Wednesday, October 10, 2007

Giant magnetoresistance

I think it's great that the physics Nobel this year went for giant magnetoresistance (GMR). GMR is intrinsically a quantum mechanical effect, an example of a nanoscale technology that's made it out of the lab and into products, and one of the big reasons that you can buy a 500GB hard drive for $100. (Good job, Sujit, for the advanced pick!).
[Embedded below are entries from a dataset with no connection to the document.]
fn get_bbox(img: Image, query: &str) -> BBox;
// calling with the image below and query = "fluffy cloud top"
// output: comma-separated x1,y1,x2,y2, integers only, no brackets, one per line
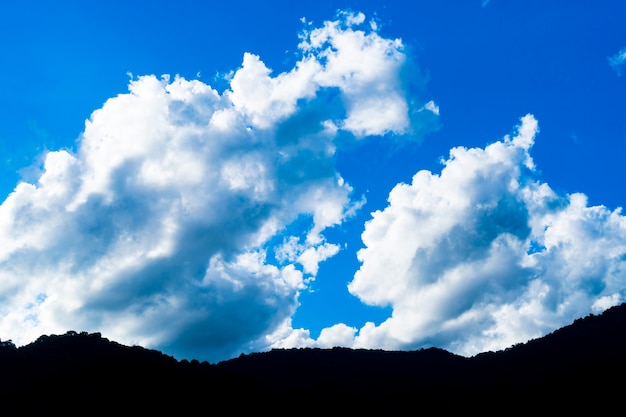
331,115,626,355
0,9,428,360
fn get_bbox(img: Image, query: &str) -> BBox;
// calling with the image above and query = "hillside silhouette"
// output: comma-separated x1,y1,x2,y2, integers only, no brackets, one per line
0,304,626,415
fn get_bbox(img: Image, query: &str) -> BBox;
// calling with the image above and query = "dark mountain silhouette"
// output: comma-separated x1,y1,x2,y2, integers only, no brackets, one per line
0,304,626,415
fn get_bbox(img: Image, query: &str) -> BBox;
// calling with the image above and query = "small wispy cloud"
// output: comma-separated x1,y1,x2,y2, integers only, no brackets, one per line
609,47,626,76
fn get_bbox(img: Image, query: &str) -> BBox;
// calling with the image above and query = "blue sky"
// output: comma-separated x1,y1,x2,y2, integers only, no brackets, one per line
0,0,626,361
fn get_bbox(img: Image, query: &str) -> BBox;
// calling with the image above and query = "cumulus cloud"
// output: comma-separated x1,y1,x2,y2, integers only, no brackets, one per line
0,13,432,360
298,115,626,355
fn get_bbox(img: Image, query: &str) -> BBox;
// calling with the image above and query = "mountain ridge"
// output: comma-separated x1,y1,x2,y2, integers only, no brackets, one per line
0,304,626,414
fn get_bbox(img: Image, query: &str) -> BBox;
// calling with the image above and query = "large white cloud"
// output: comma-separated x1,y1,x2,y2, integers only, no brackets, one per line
305,115,626,355
0,9,434,360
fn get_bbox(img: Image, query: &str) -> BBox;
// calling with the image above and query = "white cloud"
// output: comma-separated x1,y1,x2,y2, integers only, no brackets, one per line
609,48,626,75
302,115,626,355
0,9,434,360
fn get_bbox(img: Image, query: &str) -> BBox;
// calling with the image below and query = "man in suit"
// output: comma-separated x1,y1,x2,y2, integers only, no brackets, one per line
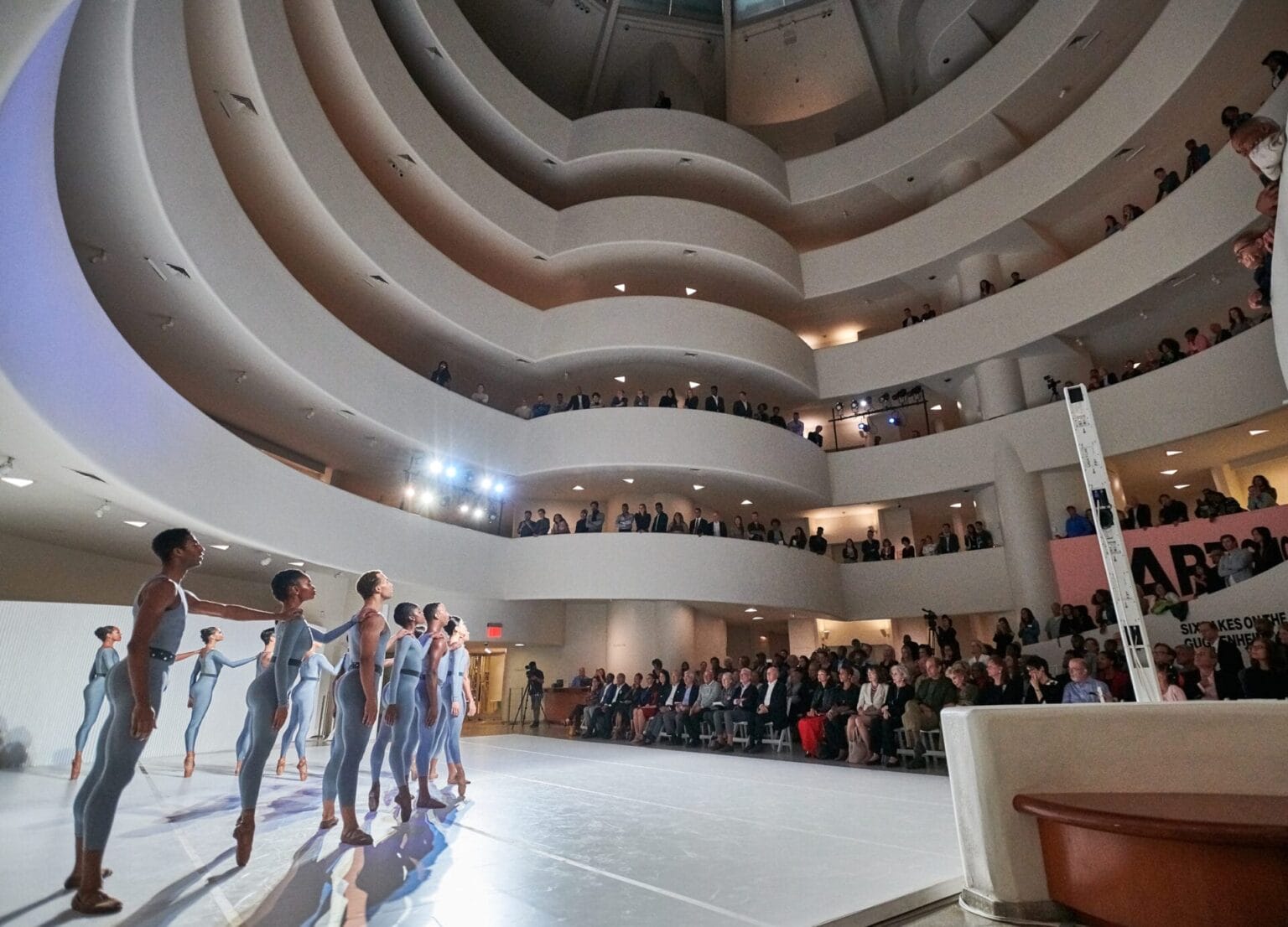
743,665,787,754
652,502,670,534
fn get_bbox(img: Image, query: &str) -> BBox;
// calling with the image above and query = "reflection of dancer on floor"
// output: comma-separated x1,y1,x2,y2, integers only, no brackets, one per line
277,640,340,781
183,626,257,779
233,569,327,867
319,570,394,846
70,624,121,779
63,528,277,914
233,629,277,775
416,603,449,809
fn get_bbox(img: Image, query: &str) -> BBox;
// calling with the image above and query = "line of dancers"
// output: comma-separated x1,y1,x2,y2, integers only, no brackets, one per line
63,528,478,914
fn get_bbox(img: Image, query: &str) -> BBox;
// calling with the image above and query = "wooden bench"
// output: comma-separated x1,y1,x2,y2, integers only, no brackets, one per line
1012,788,1288,927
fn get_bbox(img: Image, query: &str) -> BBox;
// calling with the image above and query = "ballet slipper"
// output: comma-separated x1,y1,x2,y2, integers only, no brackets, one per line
394,785,411,824
72,891,121,914
233,815,255,867
63,869,112,889
340,828,373,846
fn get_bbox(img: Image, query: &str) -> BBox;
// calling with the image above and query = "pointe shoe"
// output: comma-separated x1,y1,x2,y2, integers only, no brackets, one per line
340,828,372,846
233,816,255,867
72,891,121,914
394,785,411,824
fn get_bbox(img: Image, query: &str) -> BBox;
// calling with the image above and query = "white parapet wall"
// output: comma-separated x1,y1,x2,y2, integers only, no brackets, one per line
942,701,1288,920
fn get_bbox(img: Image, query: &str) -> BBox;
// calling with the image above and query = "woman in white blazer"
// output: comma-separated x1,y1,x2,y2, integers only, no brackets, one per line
845,665,890,764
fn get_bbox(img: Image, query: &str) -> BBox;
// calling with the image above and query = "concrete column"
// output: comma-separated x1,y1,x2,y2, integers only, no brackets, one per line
608,600,694,675
993,439,1057,614
975,357,1024,421
787,618,818,655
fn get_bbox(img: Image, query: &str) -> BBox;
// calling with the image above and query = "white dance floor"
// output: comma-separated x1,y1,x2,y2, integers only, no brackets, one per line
0,735,962,927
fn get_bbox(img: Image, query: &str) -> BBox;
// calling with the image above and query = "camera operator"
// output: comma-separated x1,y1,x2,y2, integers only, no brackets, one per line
527,660,546,728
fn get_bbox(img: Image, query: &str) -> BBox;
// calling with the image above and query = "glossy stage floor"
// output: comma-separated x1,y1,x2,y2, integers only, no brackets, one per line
0,735,962,927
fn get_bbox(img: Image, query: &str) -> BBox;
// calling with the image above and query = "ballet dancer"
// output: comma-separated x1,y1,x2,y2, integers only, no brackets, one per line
367,603,425,823
63,528,277,914
318,570,394,846
233,569,327,867
233,627,277,775
70,624,121,779
443,620,478,798
183,626,259,779
277,640,337,781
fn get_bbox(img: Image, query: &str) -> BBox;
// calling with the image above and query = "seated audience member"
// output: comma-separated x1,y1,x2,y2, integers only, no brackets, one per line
845,663,898,764
1024,656,1064,704
815,665,860,759
796,667,836,757
944,660,979,708
1248,474,1279,511
1154,168,1182,204
903,656,957,769
1216,534,1252,586
1158,493,1190,526
975,654,1024,706
613,502,635,534
745,665,787,754
1185,139,1212,180
1062,656,1114,704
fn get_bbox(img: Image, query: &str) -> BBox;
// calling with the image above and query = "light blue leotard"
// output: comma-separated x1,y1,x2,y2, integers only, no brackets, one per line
183,650,259,754
322,613,389,807
76,646,121,754
281,644,336,759
72,574,188,852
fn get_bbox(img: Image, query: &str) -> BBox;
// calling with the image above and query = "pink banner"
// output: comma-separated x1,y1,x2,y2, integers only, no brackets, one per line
1046,506,1288,604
The story in brief: Back in the ancient past (that is, the 1980s), the read heads on hard drives operated based on the anisotropic magnetoresistance (AMR). For band structure reasons, the electrical resistivity of ferromagnetic metals depends a bit on the relative orientations of M, the magnetization, and J, the current density. In the common NiFe alloy permalloy, for example, the resistivity is about 2% larger when M is parallel to J than when M is perpendicular to J. To read out the bits on magnetic media, a strip of very coercible magnetic material was used, and the fringing fields from the disk media could alter the direction of that strip's M, leading to changes in the resistance that were translated into voltage changes that correspond to 1s and 0s.
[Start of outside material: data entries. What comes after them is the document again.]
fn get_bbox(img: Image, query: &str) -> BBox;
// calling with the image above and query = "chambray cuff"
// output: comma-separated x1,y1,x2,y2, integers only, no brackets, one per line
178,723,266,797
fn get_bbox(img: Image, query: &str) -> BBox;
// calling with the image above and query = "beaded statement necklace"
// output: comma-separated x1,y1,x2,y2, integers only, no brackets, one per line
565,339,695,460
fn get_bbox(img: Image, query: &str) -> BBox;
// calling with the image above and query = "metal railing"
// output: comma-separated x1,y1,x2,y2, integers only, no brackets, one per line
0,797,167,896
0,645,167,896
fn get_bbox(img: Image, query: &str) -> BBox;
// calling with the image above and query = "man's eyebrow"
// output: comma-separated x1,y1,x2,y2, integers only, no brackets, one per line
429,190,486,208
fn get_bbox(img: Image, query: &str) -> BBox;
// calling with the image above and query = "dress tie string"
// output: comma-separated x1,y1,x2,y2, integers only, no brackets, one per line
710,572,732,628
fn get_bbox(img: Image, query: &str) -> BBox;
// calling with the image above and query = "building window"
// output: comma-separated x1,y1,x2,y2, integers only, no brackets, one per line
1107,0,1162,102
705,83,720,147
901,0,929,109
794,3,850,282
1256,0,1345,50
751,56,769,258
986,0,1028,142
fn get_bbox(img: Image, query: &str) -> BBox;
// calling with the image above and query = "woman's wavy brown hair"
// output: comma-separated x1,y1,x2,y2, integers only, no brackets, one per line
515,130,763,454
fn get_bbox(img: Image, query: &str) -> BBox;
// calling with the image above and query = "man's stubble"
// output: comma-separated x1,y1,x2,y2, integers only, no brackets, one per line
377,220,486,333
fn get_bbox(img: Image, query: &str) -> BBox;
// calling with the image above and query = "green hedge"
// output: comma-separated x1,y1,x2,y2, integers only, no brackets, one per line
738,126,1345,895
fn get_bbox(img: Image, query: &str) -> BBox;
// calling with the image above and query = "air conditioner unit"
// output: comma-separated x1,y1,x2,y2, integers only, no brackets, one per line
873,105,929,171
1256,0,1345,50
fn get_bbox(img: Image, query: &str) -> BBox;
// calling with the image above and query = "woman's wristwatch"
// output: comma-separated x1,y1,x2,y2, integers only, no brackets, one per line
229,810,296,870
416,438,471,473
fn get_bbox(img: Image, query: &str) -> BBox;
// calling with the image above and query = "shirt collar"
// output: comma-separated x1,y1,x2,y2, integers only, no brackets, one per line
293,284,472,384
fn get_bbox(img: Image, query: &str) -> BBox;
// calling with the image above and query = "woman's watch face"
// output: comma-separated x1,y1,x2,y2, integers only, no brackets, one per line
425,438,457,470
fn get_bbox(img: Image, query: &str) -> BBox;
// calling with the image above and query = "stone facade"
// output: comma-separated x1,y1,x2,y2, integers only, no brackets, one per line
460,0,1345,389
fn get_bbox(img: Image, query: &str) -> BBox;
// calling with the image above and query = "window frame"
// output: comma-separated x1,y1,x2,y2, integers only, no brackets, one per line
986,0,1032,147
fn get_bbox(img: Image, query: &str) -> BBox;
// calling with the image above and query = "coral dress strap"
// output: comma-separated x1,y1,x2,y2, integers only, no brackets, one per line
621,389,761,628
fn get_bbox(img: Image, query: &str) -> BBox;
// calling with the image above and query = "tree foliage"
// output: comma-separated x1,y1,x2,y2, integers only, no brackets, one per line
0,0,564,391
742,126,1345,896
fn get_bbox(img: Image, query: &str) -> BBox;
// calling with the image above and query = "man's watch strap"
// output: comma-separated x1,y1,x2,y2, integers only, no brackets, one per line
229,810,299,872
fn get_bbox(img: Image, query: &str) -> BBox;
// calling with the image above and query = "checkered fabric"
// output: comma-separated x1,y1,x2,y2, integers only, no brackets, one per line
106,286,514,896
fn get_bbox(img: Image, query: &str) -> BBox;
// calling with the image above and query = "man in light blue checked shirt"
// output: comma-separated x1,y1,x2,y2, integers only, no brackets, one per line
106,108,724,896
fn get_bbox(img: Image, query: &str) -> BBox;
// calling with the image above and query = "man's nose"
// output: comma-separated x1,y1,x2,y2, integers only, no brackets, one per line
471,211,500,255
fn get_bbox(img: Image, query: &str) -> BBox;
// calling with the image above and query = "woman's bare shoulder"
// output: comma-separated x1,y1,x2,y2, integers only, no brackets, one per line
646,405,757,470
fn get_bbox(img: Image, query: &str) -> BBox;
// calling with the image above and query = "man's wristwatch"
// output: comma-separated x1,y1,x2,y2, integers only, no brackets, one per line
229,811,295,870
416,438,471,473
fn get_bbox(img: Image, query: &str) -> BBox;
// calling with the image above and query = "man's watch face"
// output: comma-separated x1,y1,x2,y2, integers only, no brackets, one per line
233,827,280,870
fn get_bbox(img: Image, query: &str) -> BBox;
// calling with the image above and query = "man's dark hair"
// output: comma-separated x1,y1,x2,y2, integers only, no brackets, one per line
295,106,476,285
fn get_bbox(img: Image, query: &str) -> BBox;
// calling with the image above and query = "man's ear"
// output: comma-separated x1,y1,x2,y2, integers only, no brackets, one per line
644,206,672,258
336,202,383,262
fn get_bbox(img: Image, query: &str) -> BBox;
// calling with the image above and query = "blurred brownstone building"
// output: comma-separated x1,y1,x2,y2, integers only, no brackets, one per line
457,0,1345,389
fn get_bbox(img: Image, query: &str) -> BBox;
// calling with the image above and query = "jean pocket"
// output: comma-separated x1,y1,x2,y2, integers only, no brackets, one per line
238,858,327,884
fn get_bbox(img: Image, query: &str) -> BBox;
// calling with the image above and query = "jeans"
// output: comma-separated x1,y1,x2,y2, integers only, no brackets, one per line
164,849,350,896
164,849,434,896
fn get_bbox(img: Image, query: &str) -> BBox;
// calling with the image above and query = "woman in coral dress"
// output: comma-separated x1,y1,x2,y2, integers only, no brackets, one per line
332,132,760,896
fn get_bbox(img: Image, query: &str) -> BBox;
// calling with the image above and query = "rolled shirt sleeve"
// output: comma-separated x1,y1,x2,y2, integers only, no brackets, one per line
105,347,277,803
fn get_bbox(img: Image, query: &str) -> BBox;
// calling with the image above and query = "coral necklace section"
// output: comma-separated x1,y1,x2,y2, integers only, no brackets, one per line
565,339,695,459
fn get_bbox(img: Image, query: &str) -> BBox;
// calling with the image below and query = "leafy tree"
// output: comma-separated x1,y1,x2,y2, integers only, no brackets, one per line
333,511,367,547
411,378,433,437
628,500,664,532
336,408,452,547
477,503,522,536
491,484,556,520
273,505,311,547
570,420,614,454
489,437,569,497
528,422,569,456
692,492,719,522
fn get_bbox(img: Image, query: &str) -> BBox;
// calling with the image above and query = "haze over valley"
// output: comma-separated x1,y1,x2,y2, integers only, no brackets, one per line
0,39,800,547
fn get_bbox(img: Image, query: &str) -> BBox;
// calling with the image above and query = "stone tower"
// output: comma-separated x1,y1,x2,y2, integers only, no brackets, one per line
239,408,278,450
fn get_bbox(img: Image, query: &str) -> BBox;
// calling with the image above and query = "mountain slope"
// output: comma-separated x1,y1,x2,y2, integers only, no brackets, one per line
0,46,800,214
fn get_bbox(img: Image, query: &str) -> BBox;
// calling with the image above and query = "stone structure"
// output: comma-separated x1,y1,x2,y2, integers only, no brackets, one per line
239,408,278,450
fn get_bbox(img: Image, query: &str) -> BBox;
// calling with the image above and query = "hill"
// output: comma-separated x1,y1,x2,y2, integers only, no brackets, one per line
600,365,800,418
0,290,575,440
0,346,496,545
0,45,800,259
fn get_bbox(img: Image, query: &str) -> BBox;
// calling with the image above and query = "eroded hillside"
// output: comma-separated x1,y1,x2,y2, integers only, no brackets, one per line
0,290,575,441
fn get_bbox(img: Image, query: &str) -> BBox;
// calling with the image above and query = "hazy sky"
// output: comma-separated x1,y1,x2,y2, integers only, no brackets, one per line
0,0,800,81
In the late 1980s, Fert and Grunberg demonstrated that stacks of nanoscale layers of alternating magnetic and nonmagnetic metals had remarkable magnetoresistive properties. When the M of the FM layers are aligned, the mobile electrons can move smoothly between the layers, leading to relatively low resistance. However, when the M of the FM layers are anti-aligned, there is a mismatch between the densities of states for spin-up and spin-down electrons between anti-aligned layers. The result is enhanced scattering of spin-polarized electrons at the interfaces between the normal and FM layers. (Crudely, a spin-down electron that comes from being the majority spin in one FM layer goes through the normal metal and runs into the anti-aligned FM layer, where that spin orientation is now the minority spin - there are too few empty states available for that electron in the new FM layer, so it is likely to be reflected from the interface.) More scattering = higher resistance. The resulting GMR effect can be 10x larger than AMR, meaning that read heads based on GMR multilayers could read much smaller bits (with smaller fringing fields) for the same signal-to-noise ratio.


Anonymous said...

I think this was a great discovery, but you have to wonder if all the snobs will come out of the woodwork like they did when Kilby won for the IC. Also, I'd like to point out that the BBC page had the news quite clearly displayed, whereas CNN buried it as the second headline under "Science." Three cheers for US Media!

Aaron said...

After hearing the announcement, I was inspired to go and watch that faux school house rock video about how perpendicular bit HDDs work (Get Perpendicular!)

I think this is a great selection as well. If for no other reason, this discovery is so easily connected to everyday life. Many times, it is hard for a non-scientist to appreciate a truly remarkable contribution to physics. I don't think that will be a problem here.